We can use it in the case you've presented, look:
$$ F(p-3)=\frac{p^2}{(p-3)^2} $$ If $p'=p-3$, then $p=p'+3$. So, we have: $$ F(p'+3-3)=\frac{(p'+3)^2}{(p'+3-3)^2}\iff F(p')=\frac{(p'+3)^2}{(p')^2} \implies F(p)=\frac{(p+3)^2}{p^2} $$ Applying the inverse Laplace transform to $F(p)$, we have: $$ \begin{alignat}{1} \mathscr{L}^{-1}\left[F(p)\right]&=\mathscr{L}^{-1}\left[\frac{(p+3)^2}{p^2}\right] \\&=\mathscr{L}^{-1}\left[\frac{p^2+6p+9}{p^2}\right] \\&=\mathscr{L}^{-1}\left[1+\frac 6 p + \frac{9}{p^2}\right] \\&=\delta(t)+6+9t=f(t) \end{alignat} $$
Using the frequency shift property: $$ \bbox[5px,border:1.1px solid black] { \mathscr{L}^{-1}[F(p-3)]=e^{-(-3)t}\cdot f(t)=e^{3t}\cdot[\delta(t)+6+9t] } $$ So, both answers are correct
Having that in mind, we need to prove that $$e^{3t}\delta(t)=\delta(t)$$ First, it's necessary to make some clarifications:
A "delta function" is not really a function, it's what is called a "generalized function", or distribution. So, when you see people write $\delta(0) = \infty$, this is just a "formality", and a very misleading one at that. The only correct way to think about a delta function is under an integral sign with another ("normal") function $f(x)$:
$$ \int \delta(x)f(x)dx $$ This expression makes perfect sense, and as long as $f(x)$ is "nice enough" (e.g. continuous at 0), it will evaluate to $f(0)$.

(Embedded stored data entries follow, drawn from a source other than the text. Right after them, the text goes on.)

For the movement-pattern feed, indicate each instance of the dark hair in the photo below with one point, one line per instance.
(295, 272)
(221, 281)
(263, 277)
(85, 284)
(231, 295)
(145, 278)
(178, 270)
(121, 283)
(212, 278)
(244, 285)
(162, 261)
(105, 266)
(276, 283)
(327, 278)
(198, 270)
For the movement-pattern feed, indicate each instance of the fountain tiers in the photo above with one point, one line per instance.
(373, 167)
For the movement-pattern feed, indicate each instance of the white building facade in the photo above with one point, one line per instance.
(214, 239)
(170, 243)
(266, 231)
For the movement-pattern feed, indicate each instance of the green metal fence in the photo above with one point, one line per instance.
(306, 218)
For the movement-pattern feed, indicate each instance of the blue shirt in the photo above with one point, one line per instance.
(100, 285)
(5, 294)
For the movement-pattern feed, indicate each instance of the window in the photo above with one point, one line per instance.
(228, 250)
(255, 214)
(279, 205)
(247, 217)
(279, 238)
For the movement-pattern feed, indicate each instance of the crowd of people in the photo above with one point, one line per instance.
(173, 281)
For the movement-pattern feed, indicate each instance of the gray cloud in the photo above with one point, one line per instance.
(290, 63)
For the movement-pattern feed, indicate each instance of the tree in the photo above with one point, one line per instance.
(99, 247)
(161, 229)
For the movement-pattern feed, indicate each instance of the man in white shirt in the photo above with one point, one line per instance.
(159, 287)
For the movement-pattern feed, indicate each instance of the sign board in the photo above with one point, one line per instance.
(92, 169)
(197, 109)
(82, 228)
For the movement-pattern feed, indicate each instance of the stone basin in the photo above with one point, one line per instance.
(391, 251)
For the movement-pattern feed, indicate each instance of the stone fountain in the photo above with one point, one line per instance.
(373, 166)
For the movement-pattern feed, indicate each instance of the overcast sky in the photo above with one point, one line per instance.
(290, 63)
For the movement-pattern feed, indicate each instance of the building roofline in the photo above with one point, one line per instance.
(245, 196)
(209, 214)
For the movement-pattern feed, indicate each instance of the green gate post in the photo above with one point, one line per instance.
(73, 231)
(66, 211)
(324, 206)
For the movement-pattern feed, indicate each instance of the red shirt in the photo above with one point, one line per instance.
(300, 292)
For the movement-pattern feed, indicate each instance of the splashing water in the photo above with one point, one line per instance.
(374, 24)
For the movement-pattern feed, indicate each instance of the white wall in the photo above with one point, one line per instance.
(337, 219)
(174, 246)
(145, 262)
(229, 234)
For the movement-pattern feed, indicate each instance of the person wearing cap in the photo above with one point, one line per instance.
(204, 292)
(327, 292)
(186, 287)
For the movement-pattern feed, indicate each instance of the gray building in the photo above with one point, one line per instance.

Source: this answer, given by the user icurays1
So, all we need is this definition: $$ \bbox[9px,border:1.1px solid black] { \int f(t)\cdot \delta(t)\,\,dt \triangleq f(0) } $$ The proof: $$ \begin{align} \delta(t)=1\cdot\delta(t) &\implies \int 1\cdot \delta(t)\,\,dt=1 \\ e^{3t}\cdot\delta(t)&\implies \int e^{3t}\cdot\delta(t)\,\,dt=e^{3\cdot\color{red}{0}}=1 \end{align} $$ So, we can conclude that: $$ \\ \int\delta(t)\,\,dt=\int e^{3t}\cdot\delta(t)\,\,dt \implies\delta(t)=e^{3t}\delta(t) $$
One important note:
You should avoid interpreting the Dirac Delta Function this way: $$ \delta(x) = \left\{\begin{array}{cc} \infty & x = 0 \\ 0 & x\neq 0 \end{array}\right. $$
I'll show one example that illustrates why:
What is $\mathscr{L}\left[\,\delta(t)\,\right]$? And $\mathscr{L}\left[\,\delta(3t)\,\right]$?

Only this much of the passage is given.